11:10 Interactive Q&A with Instructors and Participants
11:30 Close of Workshop
Instructors
Michele Busby, Ph.D., Computational Biologist, Broad Technology Labs, Broad Institute
Michele Busby is a computational biologist at Broad Technology Labs, the Broad Institute’s internal innovation hub for developing breakthrough technologies and providing them as products to the greater scientific community. Her work focuses on computational methods for assessing and ensuring the quality of the data produced at the BTL. She received her Ph.D. in Biology/Bioinformatics from Boston College where she developed Scotty, a web-based application that uses a statistical model to assist users to design adequately powered RNA-Seq experiments.
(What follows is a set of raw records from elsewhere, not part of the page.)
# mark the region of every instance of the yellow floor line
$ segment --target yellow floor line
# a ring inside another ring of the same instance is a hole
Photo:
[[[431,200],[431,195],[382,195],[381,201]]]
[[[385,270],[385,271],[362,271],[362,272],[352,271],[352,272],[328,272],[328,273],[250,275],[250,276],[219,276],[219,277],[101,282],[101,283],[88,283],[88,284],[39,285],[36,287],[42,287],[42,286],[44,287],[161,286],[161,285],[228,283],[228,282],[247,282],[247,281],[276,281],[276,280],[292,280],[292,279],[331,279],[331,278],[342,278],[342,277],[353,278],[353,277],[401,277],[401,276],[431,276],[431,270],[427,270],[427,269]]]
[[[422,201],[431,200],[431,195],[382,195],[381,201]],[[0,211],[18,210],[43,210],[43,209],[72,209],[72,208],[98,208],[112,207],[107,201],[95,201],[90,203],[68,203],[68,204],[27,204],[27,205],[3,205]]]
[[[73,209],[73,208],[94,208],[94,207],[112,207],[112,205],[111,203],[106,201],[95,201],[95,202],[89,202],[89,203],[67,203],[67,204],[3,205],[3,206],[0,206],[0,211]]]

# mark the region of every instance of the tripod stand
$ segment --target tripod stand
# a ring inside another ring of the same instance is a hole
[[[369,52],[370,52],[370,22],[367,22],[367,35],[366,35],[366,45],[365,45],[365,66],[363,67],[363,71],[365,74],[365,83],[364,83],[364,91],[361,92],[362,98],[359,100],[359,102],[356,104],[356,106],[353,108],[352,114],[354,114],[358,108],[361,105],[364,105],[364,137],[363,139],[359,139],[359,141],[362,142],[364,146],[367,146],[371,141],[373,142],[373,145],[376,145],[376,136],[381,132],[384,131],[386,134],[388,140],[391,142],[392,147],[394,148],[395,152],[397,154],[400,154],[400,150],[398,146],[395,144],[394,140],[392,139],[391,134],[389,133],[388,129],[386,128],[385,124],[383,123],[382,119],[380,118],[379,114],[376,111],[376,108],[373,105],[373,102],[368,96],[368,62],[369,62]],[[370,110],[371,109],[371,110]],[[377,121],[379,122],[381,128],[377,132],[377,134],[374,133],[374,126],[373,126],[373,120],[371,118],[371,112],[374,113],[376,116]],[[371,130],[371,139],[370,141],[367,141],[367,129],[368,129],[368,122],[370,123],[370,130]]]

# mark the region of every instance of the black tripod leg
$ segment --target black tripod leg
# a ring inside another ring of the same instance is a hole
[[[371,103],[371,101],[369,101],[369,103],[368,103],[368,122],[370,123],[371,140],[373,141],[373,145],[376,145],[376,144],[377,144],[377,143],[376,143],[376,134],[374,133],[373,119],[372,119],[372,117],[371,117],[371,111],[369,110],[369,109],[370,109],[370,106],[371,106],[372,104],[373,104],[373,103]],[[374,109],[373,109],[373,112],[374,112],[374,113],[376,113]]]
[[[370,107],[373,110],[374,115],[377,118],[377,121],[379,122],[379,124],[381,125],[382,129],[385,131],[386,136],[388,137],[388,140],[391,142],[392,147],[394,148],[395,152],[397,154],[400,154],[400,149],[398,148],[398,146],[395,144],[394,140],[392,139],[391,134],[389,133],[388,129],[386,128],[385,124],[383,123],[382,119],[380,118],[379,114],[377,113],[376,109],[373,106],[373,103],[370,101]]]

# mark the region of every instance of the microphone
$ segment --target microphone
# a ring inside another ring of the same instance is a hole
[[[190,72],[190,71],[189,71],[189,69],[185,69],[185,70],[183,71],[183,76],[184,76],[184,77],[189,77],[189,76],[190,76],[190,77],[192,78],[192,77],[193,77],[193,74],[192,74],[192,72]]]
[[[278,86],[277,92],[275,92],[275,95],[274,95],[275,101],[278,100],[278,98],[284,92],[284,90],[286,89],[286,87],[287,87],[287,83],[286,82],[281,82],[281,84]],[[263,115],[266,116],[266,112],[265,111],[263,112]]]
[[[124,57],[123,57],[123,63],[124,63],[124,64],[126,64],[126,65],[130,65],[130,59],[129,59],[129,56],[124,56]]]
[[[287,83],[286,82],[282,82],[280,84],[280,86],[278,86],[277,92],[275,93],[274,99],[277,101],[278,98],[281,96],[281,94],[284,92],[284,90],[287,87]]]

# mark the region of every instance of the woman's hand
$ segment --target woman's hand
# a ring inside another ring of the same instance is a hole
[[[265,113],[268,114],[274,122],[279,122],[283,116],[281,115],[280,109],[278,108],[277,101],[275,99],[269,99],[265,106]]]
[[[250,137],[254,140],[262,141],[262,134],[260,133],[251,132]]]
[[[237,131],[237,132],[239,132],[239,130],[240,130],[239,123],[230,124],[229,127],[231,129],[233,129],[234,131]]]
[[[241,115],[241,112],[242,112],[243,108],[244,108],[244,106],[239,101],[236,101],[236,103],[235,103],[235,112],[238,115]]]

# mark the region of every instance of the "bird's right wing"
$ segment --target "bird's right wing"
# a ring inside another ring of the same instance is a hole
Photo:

Kaitlin Samocha, Research Scientist, Mark Daly Laboratory, Analytic and Translational Genetics Unit, Broad Institute
Kaitlin Samocha is a Ph.D. candidate in the Biological and Biomedical Sciences (BBS) graduate program at Harvard University. Under the mentorship of Dr. Mark Daly, she developed a model of the rate of spontaneous mutation in the human exome (the protein-coding region of the genome). The model became the basis of a statistical framework to rigorously evaluate the burden of de novo variants, and has been applied in studies of disorders ranging from congenital heart disease to autism spectrum disorders. More recently, the model has been used to predict the expected number of rare variants in large reference populations. These predictions were then used to empirically define a set of genes that are under significant selective constraint, and are therefore more likely to contribute to disease.
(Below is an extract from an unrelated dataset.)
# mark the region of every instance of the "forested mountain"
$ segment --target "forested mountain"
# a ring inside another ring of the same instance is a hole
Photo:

Dinanath Sulakhe, Engagement Manager and Solutions Architect, Computation Institute, University of Chicago and Argonne National Lab
Dinanath is an engagement manager and solutions architect at the Computation Institute. He received his Masters in Computer Science from Illinois Institute of Technology in 2003 and has an extensive background and experience in Biomedical informatics and Systems Biology for over a decade working at Argonne National Laboratory and the University of Chicago.
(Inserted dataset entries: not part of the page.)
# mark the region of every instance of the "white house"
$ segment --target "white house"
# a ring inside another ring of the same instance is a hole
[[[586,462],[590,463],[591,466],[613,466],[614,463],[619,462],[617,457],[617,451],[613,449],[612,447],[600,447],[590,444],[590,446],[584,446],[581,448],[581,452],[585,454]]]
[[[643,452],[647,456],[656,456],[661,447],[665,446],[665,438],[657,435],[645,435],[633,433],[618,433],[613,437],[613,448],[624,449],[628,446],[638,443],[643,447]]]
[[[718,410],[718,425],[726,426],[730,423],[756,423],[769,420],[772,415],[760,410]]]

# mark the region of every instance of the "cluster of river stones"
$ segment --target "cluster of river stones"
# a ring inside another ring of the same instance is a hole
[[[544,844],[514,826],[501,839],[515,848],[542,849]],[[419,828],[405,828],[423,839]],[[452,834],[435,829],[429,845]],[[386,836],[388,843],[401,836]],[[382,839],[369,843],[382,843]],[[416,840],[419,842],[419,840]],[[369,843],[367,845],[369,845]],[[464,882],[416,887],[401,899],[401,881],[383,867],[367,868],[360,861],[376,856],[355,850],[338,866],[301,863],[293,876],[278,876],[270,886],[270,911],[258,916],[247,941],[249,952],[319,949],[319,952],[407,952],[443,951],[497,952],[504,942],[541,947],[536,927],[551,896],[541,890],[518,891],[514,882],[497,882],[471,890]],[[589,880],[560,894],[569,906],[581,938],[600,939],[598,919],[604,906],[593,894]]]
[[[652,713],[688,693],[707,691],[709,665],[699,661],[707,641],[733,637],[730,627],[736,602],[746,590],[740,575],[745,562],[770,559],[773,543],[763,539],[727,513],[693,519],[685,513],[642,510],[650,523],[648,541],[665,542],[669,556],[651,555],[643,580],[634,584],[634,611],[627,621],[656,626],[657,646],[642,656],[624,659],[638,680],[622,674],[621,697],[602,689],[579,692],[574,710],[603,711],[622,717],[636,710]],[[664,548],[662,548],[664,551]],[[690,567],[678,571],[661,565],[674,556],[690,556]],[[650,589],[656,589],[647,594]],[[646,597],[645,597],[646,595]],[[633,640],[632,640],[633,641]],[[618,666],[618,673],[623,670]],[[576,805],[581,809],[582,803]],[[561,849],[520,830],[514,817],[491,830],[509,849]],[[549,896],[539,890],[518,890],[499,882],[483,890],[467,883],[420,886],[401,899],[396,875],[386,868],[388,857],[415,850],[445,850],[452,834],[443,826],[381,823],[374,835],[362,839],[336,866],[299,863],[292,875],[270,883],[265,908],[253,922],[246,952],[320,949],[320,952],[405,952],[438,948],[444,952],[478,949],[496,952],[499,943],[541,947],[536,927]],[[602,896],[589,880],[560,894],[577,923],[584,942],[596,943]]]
Lu Zhang, Ph.D., Principal Bioinformatics Scientist, Seven Bridges Genomics
Lu Zhang is a Principal Bioinformatics Scientist at Seven Bridges, which helps large organizations conduct population-scale biomedical data analysis via its software platform. Since Lu joined Seven Bridges in June 2012, she has worked closely with interdisciplinary teams, and led several research projects. In her current role, Lu is responsible for identifying, examining, and deploying promising scalable analytical technologies to tackle the challenges in the field of precision medicine, with a focus on cancer genomics. Her special areas of expertise are modeling, algorithms, genomics, lipidomics, and molecular dynamics. Lu is the author or co-author of six scientific research papers and one book chapter. Lu holds a BS in Bioinformatics from Zhejiang University of China and a Ph.D. in Computational Biology from Boston College. While at Boston College, she served as the Vice President of Boston College Chinese Students and Scholars Association (BC-CSSA) 2011. Lu was also a co-organizer of MIT-China Innovation and Entrepreneurship Forum (MIT-CHIEF) 2011, and a mentor for Research Science Institute (RSI) scholars 2010.